Было и еще кое-что — то, что она едва ли могла объяснить, облечь в слова. Но когда Алексия находилась в кабинете отца, среди разбросанных дневников, карт и записок, она меньше ощущала свою утрату. Боль притуплялась, она чувствовала себя… цельной. Если бы отец был мертв, или она действительно бы верила в это, то сказала бы, что в кабинете отца витал его дух. Как ангел-хранитель, он стоял за спиной дочери, оберегая и давая ей сил.
Но правда в том, что в смерть отца Алексия не верила — ни тогда, в первые дни после его исчезновения, ни тем более сейчас, после встречи с Джувенелом и Скользящими. Однако это не мешало ей тосковать о нем. И изучая записи отца, она будто разговаривала с ним, вела долгие и длинные беседы, и главной темой в их немых разговорах была Бездна. Они были вдвоем — не считая, разумеется, Эбби, против целого мира. Оттого Алексия не хотела, чтобы Кристофер был там, разрушая их уединение, читал мысли отца, выплеснутые на бумагу, как читала их она — мысли, которые предназначались только ей одной.
Кажется, Кристофера огорчил ее завуалированный отказ, но он нашел в себе силы сказать:
— Я все понимаю. Но как только ты узнаешь хоть что-то — скажи. Плевать на Метаморфозу, я поговорю со знакомыми магами и попытаюсь прийти тебе на помощь там, в Бездне. Или прийти на помощь твоему отцу. Пока не знаю как, но… — Кристофер вздохнул. — Ох, Алексия, я чувствую себя таким беспомощным! Твой отец мог защитить тебя, а я…

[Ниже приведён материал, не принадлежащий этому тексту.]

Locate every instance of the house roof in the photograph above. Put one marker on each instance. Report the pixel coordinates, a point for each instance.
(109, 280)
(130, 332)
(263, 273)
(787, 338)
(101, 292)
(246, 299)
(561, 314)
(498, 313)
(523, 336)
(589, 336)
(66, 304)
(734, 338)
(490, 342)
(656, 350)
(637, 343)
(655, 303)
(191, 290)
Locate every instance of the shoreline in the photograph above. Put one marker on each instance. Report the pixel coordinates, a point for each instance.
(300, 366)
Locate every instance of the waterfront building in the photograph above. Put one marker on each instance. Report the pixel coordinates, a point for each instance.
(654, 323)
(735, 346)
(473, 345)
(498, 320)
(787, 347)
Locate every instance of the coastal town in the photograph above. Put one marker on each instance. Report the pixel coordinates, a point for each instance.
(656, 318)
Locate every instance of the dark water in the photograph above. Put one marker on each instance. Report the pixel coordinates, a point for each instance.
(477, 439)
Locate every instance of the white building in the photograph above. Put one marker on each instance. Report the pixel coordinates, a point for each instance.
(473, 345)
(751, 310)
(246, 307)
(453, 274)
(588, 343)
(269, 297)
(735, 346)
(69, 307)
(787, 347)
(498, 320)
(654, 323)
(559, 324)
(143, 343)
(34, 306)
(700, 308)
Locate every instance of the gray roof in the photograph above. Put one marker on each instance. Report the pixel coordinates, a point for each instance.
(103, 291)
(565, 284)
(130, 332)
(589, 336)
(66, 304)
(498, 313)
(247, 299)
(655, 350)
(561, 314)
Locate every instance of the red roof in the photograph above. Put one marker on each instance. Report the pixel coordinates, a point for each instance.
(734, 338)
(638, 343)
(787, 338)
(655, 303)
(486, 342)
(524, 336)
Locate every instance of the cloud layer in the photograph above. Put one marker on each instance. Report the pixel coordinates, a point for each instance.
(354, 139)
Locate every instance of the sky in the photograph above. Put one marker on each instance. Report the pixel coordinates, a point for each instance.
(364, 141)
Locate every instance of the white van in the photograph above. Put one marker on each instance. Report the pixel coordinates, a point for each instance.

Она взяла теплые руки любимого в свои, заглянула в его глаза, смягчая взгляд улыбкой.
— Ты не виноват в том, что так происходит, что отыскать человека в Бездне можно только лишь благодаря узам крови.
— Должен быть способ, — упрямо сказал Кристофер. — И если он есть, я его найду. Я люблю тебя, Алексия, я сделаю для тебя все — и возможное, и невозможное.
Спустя час, простившись с Кристофером и позавтракав с Эбби и Мири, все еще не пришедшей в себя от счастья, Алексия заперлась в кабинете отца. И в то время, как в ее голове звучали слова жениха, она сгорала от стыда.
Кристофер любил ее, он готов был на все ради нее, а она…
Да, она его любила и хотела называться его женой. Алексия с детства знала, что они предназначены друг другу. Но… Почему образ Джувенела продолжал преследовать ее даже здесь, в Альграссе? Почему мысль о том, что магия Метаморфозы однажды все же разбросает их по разным полюсам, будто бы обливала кислотой сердце?
Что с ней происходило?
После встречи с Джувенелом вдруг разрушилась ее цельность и Алексия, словно фарфоровая статуэтка, раскололась на две части. Одна половина души — ее темная половина — жаждала ощутить прикосновение Джувенела, гадала: каково это — провести кончиками пальцев по сверкающим рунам на его коже, гадала, каков на вкус его поцелуй?